Up front: October 2013
The session
That the 2013 General Assembly was historic cannot be denied, so it was only fitting that we assembled a team of veteran journalists to assess its handiwork and provide some per- spective on what the honorables had wrought as it relates to business. But it was not until I tallied these four guys’ tenure covering Tar Heel commerce, politics and government that it struck me: Their 116 years of experience, if laid out in a long line, would stretch back to 1897. That’s when Daniel L. Russell took office. He was North Carolina’s last Republican governor until Jim Holshouser was elected 75 years later. Adding mine to that line takes it back to before the Civil War, nearly to the date the GOP became a national party.
Except for three years in the Army and one doing public relations for the Association of American Railroads, Jack Betts has covered local, state and national politics since 1968. His jobs included Washington correspondent, Raleigh bureau chief, editorial writer and columnist, primarily for the Greensboro Daily News and The Charlotte Observer, where he retired in 2011 as associate editor. He also edited N.C. Insight for the North Carolina Center for Public Policy Research and was inducted into the North Carolina Journalism Hall of Fame in 2006. Who better to trace how a half-century’s agenda for economic development has suddenly shifted (page 54)?
When he was but a wee wonk, John Hood was writing for national conservative journals, and he launched his newspaper column about state policy and politics in 1987, two years before going to work with the John Locke Foundation. He’s its president and chairman, which gives him special insight into what’s going on in Raleigh. (Art Pope, whose family’s foundation is the think tank’s primary benefactor, is Gov. Pat McCrory’s budget director.) You may want to reassess your opinion as to the session’s winners and losers after reading his piece, which begins on page 57.

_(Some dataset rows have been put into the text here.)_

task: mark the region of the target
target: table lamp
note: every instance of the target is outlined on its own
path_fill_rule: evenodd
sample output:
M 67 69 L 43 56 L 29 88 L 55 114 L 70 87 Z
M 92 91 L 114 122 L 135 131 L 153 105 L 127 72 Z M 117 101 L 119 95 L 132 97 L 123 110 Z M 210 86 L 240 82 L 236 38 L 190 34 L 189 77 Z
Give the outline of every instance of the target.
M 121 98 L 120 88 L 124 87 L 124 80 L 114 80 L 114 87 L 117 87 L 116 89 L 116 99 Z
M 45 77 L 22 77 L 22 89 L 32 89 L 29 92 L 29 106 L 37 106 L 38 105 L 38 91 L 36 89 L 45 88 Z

In 22 years with the Winston-Salem Journal, Ken Otterbourg was a business reporter and editor, covered state government from its Raleigh bureau and later became the paper’s managing editor. Now a freelance writer, his work appears in Fortune and other national publications. He’s always been interested in advertising, so he jumped at the chance to mull the value of the state’s brand, which the governor says needs fixing. See page 60 for his views on how to do it.
Scott Mooneyham has covered politics for 25 years, the last 16 in Raleigh with The Associated Press and now as editor of The Insider, the multimedia news service that focuses on state government. But he had never seen anything like this session, which made picking the 10 most important pieces of business-related legislation to come out of it especially challenging. Turn to page 52 to compare his choices with yours.
The work of this crew is no stranger to readers of this magazine. John, Scott and Ken are contributing editors, John and Scott writing monthly columns, as Jack once did. Their wealth of experience provides the kind of in-depth insight that has long been Business North Carolina’s specialty.